When he’d hung up, Benny brought his eyes slowly to Thorn’s and said, “You got my attention, hot rod. If that’s what you wanted, you got it.”
“I could put you into some good fish,” Thorn said. “I know where they are. I know a hole, I’ve taken snook, jewfish out of it. Next day another one swims in and takes its place.”
Benny shook his head, walked back to his desk, and clicked the door lock again.
“I already settled your fate, Thorn, or you might be ticking me off right now.

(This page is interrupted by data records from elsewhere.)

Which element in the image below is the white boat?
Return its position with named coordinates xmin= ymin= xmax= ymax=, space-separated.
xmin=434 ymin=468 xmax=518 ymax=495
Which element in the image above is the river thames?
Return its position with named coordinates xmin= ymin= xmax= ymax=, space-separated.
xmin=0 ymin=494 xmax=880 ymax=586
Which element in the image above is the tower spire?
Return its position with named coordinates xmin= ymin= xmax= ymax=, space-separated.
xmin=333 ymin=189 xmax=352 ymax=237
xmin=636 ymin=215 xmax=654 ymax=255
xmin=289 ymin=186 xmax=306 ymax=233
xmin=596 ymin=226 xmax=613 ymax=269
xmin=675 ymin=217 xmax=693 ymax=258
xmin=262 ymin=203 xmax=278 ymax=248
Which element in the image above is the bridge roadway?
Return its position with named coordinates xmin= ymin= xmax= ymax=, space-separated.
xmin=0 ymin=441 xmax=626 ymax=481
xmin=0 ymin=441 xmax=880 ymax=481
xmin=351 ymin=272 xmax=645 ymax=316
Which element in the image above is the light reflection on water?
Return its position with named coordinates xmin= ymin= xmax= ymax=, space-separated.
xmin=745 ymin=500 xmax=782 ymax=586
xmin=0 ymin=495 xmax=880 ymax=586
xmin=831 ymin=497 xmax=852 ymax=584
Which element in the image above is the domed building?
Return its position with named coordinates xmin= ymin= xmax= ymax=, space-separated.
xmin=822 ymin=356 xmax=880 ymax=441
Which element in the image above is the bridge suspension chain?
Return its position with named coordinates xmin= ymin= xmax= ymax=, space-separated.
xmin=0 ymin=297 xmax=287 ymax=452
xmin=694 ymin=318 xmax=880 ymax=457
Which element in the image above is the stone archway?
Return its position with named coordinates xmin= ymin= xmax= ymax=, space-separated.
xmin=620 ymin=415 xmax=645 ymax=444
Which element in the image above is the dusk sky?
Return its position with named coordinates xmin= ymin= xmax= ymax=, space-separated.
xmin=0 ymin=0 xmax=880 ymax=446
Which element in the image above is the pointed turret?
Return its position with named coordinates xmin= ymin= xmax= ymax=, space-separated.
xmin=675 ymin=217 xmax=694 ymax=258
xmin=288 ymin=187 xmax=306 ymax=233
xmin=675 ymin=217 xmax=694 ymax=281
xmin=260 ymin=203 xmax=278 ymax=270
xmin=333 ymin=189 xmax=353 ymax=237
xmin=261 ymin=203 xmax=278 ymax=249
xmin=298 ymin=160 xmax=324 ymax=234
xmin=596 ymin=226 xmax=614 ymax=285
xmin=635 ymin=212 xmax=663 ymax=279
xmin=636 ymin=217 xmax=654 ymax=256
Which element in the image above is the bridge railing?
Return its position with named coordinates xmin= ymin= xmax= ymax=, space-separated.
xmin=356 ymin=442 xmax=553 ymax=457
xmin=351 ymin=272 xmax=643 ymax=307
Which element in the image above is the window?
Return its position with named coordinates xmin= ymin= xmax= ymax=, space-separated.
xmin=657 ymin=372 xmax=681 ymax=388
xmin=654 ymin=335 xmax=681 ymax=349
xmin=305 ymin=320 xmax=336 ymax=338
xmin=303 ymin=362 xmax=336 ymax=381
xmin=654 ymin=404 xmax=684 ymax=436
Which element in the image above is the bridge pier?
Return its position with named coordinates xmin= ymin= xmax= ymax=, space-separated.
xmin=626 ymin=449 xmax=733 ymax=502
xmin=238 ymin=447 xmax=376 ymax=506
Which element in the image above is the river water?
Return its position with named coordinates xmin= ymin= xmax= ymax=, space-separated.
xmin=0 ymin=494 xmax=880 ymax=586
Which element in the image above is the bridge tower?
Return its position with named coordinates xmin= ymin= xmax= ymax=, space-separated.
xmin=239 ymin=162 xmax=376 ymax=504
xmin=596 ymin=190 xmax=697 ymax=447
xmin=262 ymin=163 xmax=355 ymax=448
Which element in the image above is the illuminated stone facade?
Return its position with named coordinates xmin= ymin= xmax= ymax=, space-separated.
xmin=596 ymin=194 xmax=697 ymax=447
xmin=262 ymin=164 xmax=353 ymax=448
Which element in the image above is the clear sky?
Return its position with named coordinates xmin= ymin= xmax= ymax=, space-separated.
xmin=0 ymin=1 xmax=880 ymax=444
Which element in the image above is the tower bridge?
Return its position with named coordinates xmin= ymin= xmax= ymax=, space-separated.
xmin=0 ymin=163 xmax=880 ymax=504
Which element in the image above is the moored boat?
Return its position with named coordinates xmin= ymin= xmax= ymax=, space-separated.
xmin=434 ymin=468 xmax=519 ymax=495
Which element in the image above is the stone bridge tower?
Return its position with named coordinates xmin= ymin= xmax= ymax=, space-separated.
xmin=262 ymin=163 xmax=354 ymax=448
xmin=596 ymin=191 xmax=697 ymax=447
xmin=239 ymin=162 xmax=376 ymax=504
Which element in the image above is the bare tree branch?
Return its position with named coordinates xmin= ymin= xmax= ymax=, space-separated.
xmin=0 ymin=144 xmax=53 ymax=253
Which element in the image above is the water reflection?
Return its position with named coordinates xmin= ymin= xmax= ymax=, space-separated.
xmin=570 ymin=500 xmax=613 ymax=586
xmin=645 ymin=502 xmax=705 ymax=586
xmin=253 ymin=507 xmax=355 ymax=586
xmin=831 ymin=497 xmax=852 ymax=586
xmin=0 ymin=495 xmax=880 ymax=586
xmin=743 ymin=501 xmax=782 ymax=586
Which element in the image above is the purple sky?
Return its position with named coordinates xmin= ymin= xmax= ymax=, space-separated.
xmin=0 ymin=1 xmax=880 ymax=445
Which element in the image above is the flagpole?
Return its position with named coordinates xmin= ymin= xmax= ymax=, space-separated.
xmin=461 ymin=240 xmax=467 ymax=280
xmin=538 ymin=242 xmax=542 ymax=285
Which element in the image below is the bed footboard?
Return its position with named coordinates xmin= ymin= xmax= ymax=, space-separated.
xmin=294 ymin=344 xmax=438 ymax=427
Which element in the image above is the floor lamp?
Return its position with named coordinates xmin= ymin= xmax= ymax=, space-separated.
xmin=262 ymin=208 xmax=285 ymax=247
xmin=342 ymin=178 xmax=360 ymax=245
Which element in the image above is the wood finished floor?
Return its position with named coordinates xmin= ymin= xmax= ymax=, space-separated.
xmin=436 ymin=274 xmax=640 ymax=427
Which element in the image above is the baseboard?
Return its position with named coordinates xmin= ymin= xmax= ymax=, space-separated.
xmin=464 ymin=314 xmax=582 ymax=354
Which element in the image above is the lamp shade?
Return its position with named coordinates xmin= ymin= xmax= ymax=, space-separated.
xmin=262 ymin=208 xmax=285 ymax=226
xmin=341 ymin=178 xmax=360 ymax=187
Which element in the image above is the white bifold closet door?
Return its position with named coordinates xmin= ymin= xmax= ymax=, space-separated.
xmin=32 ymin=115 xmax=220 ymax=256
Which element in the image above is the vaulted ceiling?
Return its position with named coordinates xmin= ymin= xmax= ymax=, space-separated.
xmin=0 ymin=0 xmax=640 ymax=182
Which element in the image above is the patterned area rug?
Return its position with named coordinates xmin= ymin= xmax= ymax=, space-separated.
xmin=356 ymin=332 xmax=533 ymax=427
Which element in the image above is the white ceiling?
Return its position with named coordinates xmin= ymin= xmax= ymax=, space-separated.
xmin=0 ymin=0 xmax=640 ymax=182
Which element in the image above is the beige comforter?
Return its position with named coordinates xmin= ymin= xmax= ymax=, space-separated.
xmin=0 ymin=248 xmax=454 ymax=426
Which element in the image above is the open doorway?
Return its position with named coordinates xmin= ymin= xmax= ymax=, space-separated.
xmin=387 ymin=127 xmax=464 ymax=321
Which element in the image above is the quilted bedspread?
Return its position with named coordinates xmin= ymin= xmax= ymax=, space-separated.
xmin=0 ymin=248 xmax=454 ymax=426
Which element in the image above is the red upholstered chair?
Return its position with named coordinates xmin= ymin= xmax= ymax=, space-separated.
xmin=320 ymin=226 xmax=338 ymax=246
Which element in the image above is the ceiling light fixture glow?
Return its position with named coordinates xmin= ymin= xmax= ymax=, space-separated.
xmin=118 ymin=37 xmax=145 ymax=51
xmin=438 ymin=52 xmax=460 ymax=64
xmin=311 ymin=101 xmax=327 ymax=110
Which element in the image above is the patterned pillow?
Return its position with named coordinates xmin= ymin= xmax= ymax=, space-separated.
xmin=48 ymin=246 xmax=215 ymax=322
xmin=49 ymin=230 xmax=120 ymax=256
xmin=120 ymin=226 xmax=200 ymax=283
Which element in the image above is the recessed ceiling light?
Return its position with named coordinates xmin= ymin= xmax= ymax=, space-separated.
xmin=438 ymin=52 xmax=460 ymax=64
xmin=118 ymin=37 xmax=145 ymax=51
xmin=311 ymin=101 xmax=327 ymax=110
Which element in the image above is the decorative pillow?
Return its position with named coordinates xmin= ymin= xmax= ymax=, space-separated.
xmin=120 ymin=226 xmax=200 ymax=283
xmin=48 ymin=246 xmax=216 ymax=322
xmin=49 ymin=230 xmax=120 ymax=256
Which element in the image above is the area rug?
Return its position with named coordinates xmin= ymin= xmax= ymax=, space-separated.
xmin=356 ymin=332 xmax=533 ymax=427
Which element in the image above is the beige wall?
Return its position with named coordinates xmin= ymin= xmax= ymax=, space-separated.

My friendly advice to you, son, is to start lining yourself up some reliable pallbearers.” Not angry. Not anything. He sat down, leaned back in his chair and went off somewhere, thinking, or whatever he did in there.
Thorn said, “I’ll tell Gaeton you asked about him.”
“Yeah,” Benny said, his eyes drifting back to earth. “Do that. You do that.”
Thorn got off the elevator at the twelfth floor. A lawyer’s office. The receptionist was the Cuban woman in the green dress he’d ridden up with. She cupped her hand over the receiver and said, yes?
“I’m here to service your copier,” he said, jingling his pouch at her.
She scowled at him and told the person on the phone she’d call right back. She led Thorn down a hallway with a plush purple carpet to a stark room with five copiers. She waved her hand at the silent machines and said something in Spanish about the tainted ancestry of all copy machines.
“Do any of them work?” he said.
“Just the one,” she said. She patted it cautiously. “We call and call. It is a week now.”
Thorn said, “Well, you should’ve bought the XR four hundred series. You bought the bottom of the line. Pieces of shit like this are always broke.”
She said something else in Spanish. An anatomical absurdity.
When she left him, he flipped open the lid of the working machine and laid the snapshot he’d taken on the glass plate. It took him a minute of fiddling, but he got it spitting out copies in a while. He made fifty before the machine broke down.